Wenn man mit einem schwierigen Thema konfrontiert wird, ist es vernünftig, dieses Thema zu erforschen, indem man die verschiedenen in wissenschaftlicher Literatur verfügbaren peer-reviewed Materialien untersucht. Insbesondere im Hinblick auf die Nachfrageprognose und die Bestandsoptimierung stehen dem Leser tausende von Artikeln und Beiträgen zur Verfügung.
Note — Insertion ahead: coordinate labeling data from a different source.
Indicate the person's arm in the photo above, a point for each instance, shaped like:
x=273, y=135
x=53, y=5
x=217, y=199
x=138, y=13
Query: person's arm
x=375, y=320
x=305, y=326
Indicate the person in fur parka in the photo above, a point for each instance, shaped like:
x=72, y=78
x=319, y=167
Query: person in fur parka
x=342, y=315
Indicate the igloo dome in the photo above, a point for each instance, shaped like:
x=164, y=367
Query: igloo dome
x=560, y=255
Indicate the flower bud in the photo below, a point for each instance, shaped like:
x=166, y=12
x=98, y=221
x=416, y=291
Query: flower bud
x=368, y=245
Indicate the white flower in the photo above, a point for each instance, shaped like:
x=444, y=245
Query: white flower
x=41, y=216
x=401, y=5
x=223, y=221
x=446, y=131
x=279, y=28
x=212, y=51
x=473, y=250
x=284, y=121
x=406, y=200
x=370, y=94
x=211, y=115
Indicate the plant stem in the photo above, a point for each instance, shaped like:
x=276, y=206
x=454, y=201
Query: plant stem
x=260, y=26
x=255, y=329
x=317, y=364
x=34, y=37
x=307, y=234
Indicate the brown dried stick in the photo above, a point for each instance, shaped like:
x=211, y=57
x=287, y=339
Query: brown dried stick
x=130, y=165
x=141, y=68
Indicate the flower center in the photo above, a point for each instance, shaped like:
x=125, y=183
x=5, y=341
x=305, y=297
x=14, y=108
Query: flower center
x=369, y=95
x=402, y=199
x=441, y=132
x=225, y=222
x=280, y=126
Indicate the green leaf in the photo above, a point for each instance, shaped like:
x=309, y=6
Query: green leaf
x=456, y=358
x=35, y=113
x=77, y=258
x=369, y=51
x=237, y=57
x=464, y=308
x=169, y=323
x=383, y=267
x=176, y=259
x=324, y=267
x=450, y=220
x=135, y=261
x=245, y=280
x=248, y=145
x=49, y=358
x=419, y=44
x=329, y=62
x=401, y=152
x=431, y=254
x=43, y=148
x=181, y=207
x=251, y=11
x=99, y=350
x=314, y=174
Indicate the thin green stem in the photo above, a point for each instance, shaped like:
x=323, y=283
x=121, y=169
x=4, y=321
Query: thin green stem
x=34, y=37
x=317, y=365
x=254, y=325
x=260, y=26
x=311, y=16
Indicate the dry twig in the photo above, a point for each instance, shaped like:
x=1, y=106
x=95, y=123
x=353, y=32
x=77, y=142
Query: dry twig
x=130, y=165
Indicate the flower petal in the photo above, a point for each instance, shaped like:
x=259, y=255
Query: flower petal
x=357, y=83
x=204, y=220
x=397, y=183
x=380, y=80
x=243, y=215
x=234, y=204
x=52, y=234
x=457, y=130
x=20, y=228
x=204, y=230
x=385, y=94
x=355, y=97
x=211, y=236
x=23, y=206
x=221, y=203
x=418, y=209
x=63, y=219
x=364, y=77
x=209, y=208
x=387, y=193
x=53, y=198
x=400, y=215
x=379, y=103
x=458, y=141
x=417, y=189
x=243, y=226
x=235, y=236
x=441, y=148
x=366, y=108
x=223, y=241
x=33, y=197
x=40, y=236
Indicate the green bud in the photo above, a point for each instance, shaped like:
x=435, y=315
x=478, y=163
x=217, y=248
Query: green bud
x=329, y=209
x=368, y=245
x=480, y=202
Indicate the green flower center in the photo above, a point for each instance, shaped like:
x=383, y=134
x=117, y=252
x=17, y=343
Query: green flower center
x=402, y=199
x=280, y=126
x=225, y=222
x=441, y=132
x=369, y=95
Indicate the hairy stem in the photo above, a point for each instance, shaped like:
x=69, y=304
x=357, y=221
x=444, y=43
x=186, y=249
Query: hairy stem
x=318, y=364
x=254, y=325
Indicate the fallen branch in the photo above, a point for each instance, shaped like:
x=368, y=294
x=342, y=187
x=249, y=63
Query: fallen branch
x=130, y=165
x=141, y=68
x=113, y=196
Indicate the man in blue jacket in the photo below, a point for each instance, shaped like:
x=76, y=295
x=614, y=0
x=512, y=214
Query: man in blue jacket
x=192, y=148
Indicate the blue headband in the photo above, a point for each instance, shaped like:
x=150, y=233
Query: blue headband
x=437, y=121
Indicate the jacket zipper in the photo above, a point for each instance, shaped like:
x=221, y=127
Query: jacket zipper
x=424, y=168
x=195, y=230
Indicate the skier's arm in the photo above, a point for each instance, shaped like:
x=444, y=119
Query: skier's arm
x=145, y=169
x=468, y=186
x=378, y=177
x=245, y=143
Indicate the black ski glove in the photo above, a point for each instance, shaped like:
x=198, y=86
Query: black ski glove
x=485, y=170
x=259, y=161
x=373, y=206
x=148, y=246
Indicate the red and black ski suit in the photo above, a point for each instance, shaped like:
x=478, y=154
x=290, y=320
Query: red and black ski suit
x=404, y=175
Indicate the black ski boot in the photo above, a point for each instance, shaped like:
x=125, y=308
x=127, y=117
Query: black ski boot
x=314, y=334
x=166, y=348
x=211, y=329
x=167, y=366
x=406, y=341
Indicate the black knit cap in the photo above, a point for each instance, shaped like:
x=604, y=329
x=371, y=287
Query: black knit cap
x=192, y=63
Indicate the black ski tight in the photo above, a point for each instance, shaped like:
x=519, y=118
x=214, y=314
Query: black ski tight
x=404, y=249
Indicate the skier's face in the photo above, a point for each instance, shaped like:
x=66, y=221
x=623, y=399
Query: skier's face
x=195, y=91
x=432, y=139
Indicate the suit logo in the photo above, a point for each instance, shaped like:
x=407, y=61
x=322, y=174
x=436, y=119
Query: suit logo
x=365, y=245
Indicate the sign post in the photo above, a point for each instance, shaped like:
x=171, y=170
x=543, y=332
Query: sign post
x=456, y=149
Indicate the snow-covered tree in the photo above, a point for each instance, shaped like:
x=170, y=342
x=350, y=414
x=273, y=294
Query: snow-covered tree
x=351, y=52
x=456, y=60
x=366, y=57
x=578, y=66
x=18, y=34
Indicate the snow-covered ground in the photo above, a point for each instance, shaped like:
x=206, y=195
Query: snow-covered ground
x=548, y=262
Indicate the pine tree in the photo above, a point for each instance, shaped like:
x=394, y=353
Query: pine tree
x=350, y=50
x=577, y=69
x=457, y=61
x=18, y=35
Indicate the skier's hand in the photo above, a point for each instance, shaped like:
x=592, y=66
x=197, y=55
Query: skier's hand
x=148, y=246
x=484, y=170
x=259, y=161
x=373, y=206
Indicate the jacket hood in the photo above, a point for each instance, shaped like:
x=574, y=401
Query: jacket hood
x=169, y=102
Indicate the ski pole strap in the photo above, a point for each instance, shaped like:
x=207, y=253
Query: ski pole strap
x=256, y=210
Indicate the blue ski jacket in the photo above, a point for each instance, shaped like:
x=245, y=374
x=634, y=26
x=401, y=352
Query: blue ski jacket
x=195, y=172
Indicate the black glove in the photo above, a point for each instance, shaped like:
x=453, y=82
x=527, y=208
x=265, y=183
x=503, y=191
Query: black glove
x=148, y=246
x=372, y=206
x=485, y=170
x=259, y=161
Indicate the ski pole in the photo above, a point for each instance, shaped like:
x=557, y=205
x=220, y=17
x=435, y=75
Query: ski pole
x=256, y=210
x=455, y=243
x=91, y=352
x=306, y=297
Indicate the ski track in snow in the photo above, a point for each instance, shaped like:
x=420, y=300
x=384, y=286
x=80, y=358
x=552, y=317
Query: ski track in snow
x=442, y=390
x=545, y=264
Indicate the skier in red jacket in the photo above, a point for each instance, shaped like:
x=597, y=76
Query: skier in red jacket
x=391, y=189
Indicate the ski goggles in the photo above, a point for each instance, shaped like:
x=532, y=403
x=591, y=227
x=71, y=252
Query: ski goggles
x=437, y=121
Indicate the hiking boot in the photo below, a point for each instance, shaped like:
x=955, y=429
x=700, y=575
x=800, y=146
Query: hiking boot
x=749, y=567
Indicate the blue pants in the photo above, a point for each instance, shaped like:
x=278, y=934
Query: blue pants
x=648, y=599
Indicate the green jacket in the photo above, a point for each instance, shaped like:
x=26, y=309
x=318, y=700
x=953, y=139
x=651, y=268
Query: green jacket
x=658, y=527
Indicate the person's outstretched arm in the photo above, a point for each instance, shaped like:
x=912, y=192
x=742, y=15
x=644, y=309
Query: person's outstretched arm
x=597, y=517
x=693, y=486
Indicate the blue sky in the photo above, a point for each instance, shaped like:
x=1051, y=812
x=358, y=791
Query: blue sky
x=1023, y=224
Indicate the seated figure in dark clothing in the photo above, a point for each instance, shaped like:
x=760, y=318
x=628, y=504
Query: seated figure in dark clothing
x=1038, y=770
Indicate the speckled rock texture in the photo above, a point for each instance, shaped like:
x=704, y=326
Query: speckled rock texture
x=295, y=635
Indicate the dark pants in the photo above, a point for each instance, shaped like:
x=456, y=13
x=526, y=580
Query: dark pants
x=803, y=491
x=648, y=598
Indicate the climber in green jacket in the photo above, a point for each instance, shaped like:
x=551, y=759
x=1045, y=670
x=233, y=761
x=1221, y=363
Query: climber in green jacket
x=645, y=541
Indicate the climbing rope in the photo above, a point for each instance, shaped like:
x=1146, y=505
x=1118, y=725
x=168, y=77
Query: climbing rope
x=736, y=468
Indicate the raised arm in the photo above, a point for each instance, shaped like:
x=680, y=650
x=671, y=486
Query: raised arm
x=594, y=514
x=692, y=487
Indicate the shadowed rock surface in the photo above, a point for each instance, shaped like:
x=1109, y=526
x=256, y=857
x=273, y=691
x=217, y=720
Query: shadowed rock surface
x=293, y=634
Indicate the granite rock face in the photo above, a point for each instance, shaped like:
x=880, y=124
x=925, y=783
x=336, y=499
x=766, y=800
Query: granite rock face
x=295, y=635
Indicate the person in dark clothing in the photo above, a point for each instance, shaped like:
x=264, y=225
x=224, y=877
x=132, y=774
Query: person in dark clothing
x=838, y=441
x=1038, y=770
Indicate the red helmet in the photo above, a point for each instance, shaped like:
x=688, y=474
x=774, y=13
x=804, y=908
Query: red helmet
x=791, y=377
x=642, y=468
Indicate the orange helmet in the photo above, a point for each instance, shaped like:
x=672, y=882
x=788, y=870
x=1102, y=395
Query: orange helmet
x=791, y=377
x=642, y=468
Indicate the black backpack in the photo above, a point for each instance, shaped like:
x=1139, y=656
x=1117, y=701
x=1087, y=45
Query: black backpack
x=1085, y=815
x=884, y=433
Dennoch haben wir festgestellt, dass die quasi-Gesamtheit der in solchen Literaturanalysen untersuchten Methoden einfach nicht funktionieren. Mathematische Korrektheit führt nicht zu geschäftlicher Weisheit. Viele als “zeitlose Klassiker” geltende Modelle sind einfach dysfunktional. Zum Beispiel,

  • Sicherheitsbestände sind falsch, da sie auf Annahmen über die Normalverteilung basieren,
  • EOQ (economic order quantities) sind ungenau, da sie auf einer Pauschalgebühr pro Bestellung basieren, die völlig unrealistisch ist,
  • Holt-Winters ist ein Prognosemodell, das numerisch ziemlich instabil ist und zu viel historische Tiefe erfordert, um handhabbar zu sein,
  • ARIMA, das Archetyp des mathematisch orientierten Ansatzes, ist viel zu kompliziert für zu geringe Ergebnisse,
  • usw.

Kuriositäten in der Nachfrageprognose sind (wahrscheinlich) unzählig. Zögern Sie nicht, Ihre eigenen Beobachtungen im Kommentarbereich unten zu veröffentlichen.